PIXABAY, TAPPANCSEuropean mistletoe doesn’t have a key enzyme that breaks down sugar into usable energy, two research groups report today (May 3) in Current Biology. The teams also reveal how the parasitic plant, which grows on trees, works around that gap in its energy-generating machinery.

“This research is incredibly exciting,” graduate student Maureen Williams of Trinity College Dublin who was not involved in the studies, tells Gizmodo. “The evolution of parasitic lifestyles is one of the most fascinating stories of life on our planet, and these two papers, especially together, highlight the novel ways in which parasites adapt biochemically and genetically to out-compete their hosts—and other parasites.”

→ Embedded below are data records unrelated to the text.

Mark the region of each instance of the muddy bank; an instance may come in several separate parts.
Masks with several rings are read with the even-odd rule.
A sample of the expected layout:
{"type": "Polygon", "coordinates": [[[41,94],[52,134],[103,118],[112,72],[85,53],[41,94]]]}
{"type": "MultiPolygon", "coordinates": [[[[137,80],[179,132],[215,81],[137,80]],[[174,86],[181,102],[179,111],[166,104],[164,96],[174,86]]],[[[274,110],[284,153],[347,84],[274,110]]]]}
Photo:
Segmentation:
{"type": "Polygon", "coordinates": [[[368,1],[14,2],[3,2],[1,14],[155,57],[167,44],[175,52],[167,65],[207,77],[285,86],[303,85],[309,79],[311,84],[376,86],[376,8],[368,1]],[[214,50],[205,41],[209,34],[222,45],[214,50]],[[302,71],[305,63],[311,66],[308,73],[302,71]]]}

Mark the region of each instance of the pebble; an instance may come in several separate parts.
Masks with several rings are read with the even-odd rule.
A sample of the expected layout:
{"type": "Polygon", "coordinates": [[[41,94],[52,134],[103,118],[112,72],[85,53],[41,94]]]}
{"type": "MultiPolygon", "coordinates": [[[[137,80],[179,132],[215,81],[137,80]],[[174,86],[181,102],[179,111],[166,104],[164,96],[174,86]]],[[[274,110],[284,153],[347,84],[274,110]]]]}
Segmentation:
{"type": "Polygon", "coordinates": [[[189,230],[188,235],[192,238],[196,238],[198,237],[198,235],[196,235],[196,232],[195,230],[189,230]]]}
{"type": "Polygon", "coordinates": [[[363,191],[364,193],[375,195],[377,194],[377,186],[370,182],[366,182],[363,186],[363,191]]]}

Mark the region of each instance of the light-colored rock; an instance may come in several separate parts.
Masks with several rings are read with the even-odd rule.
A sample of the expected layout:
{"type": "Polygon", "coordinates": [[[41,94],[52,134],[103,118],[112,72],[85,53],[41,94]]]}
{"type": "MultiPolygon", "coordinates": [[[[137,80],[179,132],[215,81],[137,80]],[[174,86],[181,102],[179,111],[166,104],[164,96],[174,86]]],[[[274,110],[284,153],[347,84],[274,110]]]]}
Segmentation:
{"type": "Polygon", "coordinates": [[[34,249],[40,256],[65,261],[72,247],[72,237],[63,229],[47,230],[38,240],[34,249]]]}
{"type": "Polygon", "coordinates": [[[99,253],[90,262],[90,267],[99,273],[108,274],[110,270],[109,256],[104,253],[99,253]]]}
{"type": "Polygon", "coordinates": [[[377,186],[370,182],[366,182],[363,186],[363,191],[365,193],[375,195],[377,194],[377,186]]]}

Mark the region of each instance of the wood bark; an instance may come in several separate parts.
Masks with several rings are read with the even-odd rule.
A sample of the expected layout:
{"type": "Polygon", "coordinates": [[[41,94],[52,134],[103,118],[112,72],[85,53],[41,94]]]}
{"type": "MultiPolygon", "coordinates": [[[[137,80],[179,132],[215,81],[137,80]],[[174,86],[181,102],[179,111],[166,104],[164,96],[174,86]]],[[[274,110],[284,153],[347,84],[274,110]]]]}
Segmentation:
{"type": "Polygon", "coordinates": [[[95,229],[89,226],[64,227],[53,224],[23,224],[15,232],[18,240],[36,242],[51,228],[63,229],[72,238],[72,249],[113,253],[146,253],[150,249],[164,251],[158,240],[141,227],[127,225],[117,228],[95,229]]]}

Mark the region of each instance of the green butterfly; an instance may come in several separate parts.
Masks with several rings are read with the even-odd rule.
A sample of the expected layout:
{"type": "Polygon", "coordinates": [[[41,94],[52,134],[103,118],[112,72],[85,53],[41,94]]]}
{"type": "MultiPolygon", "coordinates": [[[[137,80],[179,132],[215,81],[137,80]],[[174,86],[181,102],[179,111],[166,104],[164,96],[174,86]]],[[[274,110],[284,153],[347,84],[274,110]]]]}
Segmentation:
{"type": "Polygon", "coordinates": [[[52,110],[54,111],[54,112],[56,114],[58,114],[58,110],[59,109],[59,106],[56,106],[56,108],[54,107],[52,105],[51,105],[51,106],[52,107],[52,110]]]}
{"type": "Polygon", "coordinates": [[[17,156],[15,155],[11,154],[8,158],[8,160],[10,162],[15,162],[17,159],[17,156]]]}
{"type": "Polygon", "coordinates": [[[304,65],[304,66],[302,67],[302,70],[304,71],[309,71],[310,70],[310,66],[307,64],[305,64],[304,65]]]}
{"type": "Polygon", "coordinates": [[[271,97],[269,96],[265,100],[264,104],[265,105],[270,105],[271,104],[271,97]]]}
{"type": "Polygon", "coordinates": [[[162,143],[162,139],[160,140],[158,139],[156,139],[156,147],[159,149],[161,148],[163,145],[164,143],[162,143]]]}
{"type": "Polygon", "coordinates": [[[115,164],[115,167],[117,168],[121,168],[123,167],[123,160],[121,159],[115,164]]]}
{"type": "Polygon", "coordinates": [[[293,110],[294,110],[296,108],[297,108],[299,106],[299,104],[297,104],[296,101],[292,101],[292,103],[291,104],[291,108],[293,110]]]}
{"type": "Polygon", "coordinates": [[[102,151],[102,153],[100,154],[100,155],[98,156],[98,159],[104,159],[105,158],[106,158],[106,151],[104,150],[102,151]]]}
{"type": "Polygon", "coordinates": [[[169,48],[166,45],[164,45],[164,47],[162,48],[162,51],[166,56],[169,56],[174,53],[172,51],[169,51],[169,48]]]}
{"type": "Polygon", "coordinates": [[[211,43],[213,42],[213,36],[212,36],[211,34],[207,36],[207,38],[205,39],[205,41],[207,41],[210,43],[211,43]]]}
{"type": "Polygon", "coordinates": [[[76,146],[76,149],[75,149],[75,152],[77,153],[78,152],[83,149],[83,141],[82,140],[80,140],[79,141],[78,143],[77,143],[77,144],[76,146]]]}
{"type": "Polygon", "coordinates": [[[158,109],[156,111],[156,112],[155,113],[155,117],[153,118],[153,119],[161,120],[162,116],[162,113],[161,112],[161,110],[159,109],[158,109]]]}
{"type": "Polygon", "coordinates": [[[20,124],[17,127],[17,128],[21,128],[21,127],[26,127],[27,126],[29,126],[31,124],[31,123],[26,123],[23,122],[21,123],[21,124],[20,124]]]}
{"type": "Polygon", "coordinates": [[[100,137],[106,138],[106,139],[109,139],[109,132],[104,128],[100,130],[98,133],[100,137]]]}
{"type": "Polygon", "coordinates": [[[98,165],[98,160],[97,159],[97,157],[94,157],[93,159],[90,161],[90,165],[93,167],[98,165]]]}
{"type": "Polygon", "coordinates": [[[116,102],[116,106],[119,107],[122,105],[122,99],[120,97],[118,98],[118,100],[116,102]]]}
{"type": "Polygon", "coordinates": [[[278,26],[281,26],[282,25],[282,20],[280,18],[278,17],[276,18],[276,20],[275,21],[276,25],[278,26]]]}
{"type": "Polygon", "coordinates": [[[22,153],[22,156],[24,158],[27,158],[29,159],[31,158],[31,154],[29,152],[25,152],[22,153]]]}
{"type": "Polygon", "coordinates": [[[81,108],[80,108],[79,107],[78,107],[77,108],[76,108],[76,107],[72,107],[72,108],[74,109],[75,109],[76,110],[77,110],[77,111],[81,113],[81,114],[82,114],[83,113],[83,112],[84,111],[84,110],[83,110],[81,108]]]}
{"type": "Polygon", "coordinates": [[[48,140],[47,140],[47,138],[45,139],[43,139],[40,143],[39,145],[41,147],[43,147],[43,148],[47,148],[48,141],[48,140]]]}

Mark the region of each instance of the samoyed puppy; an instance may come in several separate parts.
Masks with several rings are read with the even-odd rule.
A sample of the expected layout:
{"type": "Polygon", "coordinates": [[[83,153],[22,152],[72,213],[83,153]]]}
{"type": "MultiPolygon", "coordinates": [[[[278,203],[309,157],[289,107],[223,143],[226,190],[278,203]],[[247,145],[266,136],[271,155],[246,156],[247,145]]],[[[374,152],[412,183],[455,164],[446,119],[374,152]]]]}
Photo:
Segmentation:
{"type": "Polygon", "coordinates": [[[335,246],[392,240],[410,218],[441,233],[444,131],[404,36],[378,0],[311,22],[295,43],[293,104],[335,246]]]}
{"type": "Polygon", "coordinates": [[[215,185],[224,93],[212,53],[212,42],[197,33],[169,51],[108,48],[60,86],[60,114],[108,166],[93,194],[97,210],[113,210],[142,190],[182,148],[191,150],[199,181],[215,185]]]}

The enzyme the plant is missing is called Complex I. It is so central to breaking down sugar into usable energy that it’s found in the mitochondria of everything from jellyfish to people. Typically, mitochondria contain highly conserved protein complexes, including Complex I, which they use in a process called respiration to break down the sugar glucose into a molecule called ATP, which cells use as fuel. Previous research had revealed that the genes for Complex I are missing from the genomes of mistletoe mitochondria, but there was a possibility those genes could have migrated to the nucleus of the cell at some point in the plant’s evolution.

The two research groups, which are based in Germany and the U.K., decided to look for the protein complex itself in the plant. Instead, they found hints that mistletoe goes about energy generation very differently from its multicellular brethren. In addition to lacking Complex I, for example, mistletoe mitochondria have low levels of some other complexes in the ATP assembly line. Cells pick up part of the slack by generating energy through reactions in the plasma of the cell such as glycolysis, a different way of converting glucose to energy.

“[M]aybe because mistletoe is a parasite and it gets lots of nutrition from its host then it doesn't need a high capacity for respiration,” study coauthor Andrew Maclean of the John Innes Centre in the U.K. says in a statement.